I thought I'd posted at least 1 more letter but it's not showing.

I've been in Musket Cove on Malololeilei island the past few days. It's pretty deluxe. It's a fancy resort, but we stay for $10 a day, moored in the harbor. $5 gets you a yacht club membership, and you can use the pool, and all the equipment, which includes free windsurfers, but there hasn't been any wind the last couple days.

There is great snorkling around here, and nice beaches if you're into that sort of thing.
I made a spear from a stick and tried my hand at spearfishing, to no luck yet. I think I might buy some elastic rope and fashion a spear gun.

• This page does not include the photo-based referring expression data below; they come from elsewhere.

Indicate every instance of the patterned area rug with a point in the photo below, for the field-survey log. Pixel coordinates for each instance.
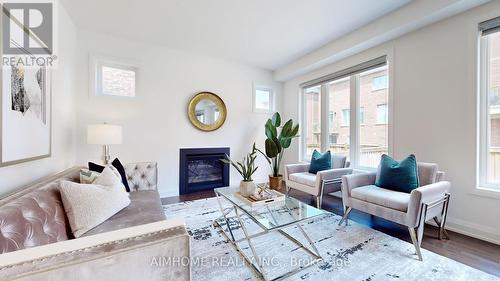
(353, 252)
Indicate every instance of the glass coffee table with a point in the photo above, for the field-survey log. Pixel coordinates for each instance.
(272, 217)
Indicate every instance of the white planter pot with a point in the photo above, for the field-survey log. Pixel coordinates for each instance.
(247, 188)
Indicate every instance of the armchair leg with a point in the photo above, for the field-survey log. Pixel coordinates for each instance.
(346, 214)
(420, 233)
(415, 242)
(442, 231)
(318, 201)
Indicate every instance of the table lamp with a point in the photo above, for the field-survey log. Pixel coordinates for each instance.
(105, 135)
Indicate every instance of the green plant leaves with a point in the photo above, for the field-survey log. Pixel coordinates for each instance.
(271, 148)
(295, 130)
(285, 142)
(271, 131)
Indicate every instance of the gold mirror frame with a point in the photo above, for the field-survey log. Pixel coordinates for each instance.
(218, 102)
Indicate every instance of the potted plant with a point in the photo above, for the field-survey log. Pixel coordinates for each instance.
(276, 143)
(246, 168)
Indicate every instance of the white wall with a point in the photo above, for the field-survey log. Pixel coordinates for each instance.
(64, 90)
(434, 109)
(155, 123)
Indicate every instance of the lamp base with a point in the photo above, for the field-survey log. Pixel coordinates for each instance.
(106, 156)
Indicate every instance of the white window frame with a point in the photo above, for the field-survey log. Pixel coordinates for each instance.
(261, 87)
(484, 120)
(97, 62)
(354, 120)
(386, 114)
(385, 85)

I dove deep (about 20 feet) to get a cowry and see if I could.

I've mastered climbing coconut trees and opening coconuts with a machete. The german girl Alan picked up as crew calls me a monkey. The Spaniards we met, Pablo & Miguel & Paola, who's a real beauty, and a Canadian girl, call me a real adventurer. They want to do my survival tour when I get it going. I think they think I'm a real life beach comber. I'm starting to look the part, with a shaggy hairdo, about a weeks worth of beard, a red face and tan, and various battle scars. The one think I'm missing is a flat belly, having eaten remarkably well all the while.

I've been fetching & opening coconuts for resort guests and taking people to the nice corals for diving and identifying fish. I should probably get paid, or at least be allowed to play on the staff volleyball team, which thoroughly trounced the yachties and resort guests in a tournament yesterday.

There are hobie cat races today, but I spent all morning scrubbing the hull of the boat with a brush and my snorkle. My knuckles are bloody from the barnacles. I also managed to bung up my elbow, and I've been limping with a gash in my right foot from treading on corals I think. I want to rent a windsurfer, but there's been no wind.

We (the german girl, Sabine, and me) were eaten alive in the village we found on Malolo island across the channel when we went exploring. Not by the villagers; by mosquitos. But there's practically none at the resort. They must spray. She's teaching me to play guitar. I'm working on "One" by U2. She wants me to teach her the riff from "Smells like teen spirit." That should take 2 seconds, though she doesn't understand power chords, having learned the propper way to play already.

We should leave for Lautoka to pick up the (hopefully repaired) starter motor and a new autopilot tomorrow. And then check out and leave maybe Friday or Saturday. I'm not getting my hopes up. Alan likes it here and is in no rush, and I suspect the autopilot may not work still.